Crossroads, p. 2

They probably knew how to build hide-covered boats. They hunted big game with bone or stone tipped spears which they hurled, with tremendous force, with the spear thrower (or "atl-atl"), and they used throwing sticks or "non-returning boomerangs" for small game.

(Atl-atl was the main weapon of American Indians from 9,500 B.C. to A.D. 500. It is simply a straight piece of wood about 18 inches long with a slight hook on the end. The atl-atl dart, in size between a small spear and a large arrow, is held on top of the atl-atl, resting against the hook. It is thrown overhead and can easily travel a hundred yards because of the extra leverage the atl-atl provides.)

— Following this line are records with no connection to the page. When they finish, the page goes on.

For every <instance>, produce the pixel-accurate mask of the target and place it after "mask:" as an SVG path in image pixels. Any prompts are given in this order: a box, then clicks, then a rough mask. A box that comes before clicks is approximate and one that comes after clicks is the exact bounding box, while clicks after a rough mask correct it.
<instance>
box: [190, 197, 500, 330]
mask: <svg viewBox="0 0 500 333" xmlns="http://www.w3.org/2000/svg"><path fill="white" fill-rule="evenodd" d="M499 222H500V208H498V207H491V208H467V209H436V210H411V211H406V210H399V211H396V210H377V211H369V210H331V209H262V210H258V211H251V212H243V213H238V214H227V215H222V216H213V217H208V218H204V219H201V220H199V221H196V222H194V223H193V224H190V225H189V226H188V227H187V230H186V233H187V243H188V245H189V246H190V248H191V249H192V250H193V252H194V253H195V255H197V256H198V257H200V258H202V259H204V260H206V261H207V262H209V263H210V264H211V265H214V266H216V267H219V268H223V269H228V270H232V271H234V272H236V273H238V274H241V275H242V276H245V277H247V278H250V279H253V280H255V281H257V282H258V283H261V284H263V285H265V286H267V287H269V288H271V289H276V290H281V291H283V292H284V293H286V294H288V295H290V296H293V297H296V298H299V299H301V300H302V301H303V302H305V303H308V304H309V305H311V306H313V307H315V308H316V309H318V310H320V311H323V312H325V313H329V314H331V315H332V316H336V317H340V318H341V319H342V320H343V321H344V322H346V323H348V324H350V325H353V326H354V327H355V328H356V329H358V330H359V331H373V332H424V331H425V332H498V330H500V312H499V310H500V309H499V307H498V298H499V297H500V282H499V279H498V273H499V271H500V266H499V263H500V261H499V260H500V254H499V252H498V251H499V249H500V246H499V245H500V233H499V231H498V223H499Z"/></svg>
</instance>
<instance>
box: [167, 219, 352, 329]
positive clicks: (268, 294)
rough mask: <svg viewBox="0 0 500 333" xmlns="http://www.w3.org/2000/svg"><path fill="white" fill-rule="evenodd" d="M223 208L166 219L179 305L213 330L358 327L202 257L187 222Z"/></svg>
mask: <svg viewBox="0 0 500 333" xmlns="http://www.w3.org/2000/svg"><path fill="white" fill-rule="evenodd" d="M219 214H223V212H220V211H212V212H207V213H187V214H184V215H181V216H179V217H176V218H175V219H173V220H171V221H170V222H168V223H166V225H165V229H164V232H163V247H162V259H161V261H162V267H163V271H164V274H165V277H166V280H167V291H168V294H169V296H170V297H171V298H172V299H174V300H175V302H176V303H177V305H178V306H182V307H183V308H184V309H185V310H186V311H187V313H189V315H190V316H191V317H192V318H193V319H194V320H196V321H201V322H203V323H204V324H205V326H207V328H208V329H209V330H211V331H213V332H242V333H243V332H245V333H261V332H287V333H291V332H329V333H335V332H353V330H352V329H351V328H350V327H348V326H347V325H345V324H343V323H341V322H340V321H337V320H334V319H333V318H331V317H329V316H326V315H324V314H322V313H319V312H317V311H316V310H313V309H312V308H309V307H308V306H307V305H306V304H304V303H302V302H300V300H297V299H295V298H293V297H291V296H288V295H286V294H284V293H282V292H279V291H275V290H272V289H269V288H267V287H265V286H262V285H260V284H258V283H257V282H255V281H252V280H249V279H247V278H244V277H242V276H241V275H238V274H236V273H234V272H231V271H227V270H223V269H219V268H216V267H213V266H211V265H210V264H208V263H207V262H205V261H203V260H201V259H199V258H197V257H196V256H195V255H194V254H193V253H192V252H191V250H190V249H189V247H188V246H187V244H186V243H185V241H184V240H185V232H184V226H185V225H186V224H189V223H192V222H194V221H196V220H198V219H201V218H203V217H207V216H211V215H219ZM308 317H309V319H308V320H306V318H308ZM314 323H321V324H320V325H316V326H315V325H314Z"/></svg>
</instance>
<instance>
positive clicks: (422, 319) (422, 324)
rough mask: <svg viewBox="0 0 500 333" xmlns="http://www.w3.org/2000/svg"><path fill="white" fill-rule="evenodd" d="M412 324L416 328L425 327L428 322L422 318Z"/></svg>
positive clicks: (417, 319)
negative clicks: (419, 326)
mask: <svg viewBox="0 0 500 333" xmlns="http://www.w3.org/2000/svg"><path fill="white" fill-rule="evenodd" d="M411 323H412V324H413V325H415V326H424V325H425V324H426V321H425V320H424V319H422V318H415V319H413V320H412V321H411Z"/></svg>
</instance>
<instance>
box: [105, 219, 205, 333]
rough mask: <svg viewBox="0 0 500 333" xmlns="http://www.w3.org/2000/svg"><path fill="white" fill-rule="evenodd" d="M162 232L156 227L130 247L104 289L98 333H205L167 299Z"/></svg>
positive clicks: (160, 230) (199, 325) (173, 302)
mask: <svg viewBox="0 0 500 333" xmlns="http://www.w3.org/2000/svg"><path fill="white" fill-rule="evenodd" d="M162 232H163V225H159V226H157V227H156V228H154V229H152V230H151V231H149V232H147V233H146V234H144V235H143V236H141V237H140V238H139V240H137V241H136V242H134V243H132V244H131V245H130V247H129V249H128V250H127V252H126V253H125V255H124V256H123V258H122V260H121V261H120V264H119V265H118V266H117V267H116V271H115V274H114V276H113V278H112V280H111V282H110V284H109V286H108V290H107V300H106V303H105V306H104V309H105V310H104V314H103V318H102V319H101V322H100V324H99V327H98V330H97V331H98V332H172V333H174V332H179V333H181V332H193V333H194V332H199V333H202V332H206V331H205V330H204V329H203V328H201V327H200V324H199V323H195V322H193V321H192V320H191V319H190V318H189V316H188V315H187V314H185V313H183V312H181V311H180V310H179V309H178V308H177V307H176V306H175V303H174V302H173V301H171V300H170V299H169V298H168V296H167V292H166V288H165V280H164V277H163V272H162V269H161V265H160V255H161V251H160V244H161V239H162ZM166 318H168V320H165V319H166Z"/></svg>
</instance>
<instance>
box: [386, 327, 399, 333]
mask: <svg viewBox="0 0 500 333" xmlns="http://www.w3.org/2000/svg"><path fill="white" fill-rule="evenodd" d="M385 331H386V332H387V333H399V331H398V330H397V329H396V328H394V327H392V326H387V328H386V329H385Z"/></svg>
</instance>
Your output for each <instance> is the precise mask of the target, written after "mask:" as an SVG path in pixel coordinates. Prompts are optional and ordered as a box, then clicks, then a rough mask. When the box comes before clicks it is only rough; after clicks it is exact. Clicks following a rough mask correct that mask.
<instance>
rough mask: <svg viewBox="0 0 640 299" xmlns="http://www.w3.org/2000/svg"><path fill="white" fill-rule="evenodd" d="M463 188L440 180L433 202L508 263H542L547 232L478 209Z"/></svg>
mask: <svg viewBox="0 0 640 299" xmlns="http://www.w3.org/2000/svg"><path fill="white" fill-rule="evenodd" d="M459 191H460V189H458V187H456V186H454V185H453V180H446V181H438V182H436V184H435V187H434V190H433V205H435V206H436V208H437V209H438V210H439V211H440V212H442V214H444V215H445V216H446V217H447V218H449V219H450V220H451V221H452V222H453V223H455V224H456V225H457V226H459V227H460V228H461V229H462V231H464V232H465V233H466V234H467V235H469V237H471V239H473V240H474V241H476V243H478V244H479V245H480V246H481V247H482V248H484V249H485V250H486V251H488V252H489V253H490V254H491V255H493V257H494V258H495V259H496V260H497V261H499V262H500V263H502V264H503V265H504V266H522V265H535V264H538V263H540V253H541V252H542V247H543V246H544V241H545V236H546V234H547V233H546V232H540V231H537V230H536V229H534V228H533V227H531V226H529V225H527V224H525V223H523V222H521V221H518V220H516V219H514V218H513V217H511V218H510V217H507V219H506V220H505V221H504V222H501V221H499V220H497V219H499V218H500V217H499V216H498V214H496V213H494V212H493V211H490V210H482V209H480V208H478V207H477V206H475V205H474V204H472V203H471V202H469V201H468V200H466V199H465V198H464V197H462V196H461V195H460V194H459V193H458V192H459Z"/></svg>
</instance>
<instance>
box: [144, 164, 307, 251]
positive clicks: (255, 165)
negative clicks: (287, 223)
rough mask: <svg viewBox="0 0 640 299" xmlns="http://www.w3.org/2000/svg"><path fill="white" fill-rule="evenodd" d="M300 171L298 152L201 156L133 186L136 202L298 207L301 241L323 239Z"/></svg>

They were expert flint knappers and their finely made and very distinctive "fluted " spear points are the best clues to identifying their camp sites, their migration routes, and the places they killed and butchered animals. Archeologists call these spear points "Clovis points" after the site near Clovis, New Mexico, where they were first found with the bones of extinct Ice Age animals.

(Clovis Point discoveries prove that the Paleo Indians lived in Arkansas, but the finds are few and far between and no substantial Paleo Indian campsites have been found.)

They were accompanied by dogs, descended from wolves, that earned their keep as hunters and trackers, as pack animals, as sentinels, and perhaps as pets. The skeleton of one of these early dogs has been found near an 11,580 year old hearth in Jaguar Cave in Idaho.